Dropouts present one of the biggest challenges to modeling scRNA-seq data. URSM assumes a dependency between expression level and the probability of observing dropout and aims, probabilistically, to infer which observations are likely dropouts. There are a number of alternative approaches in the literature; for a discussion see Huang et al. (2017b) and Vallejos et al. (2017). The most common statistical approach is to explicitly model the zero-inflation process, for example, SCDE [Kharchenko, Silberstein and Scadden (2014)], MAST [Finak et al. (2015)] and ZIFA [Pierson and Yau (2015)]. Some methods assess the fraction of dropouts per gene, other methods, such as CIDR [Lin, Troup and Ho (2017)], take this process to the next step by imputing the dropout values. SAVER [Huang et al. (2017b)] avoids trying to determine which observations are dropouts and aims to impute any poorly measured value using the gene-to-gene correlation pattern, and other features in the cell-type specific samples.

We apply URSM to two gene expression data sets from fetal brains, and obtain promising results on imputing single cell RNA-seq data and deconvolving bulk samples.
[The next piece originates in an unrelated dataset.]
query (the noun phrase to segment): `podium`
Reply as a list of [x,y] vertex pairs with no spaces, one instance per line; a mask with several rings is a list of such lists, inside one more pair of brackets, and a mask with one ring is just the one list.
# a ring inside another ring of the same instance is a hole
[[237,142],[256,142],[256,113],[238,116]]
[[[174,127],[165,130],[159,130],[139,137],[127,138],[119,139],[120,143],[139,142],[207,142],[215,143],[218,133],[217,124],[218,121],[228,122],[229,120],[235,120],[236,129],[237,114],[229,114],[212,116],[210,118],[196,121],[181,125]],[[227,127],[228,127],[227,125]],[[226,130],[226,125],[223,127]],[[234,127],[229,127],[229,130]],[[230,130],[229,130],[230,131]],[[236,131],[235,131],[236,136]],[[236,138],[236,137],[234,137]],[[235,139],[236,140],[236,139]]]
With more upcoming single cell data on fetal brains, it would be of great scientific interest to apply URSM to specimen from different brain developing periods, which will aid our understanding on gene expression patterns during early brain development and their impact on many complex human disorders. In practice, the degrees of heterogeneity can vary for different tissues. For example, liver tissues may contain more homogeneous cell types. In all cases, URSM can be applied to obtain an accurate estimate of the cell type specific profile.

There are many existing bulk RNA-seq data sets for various human and nonhuman tissues that can be paired with different single cell data and jointly modeled using this unified framework. We also conduct simulation studies to demonstrate that as long as most cell types are consistent across the two data sources, URSM is robust to subtle mismatched cell types.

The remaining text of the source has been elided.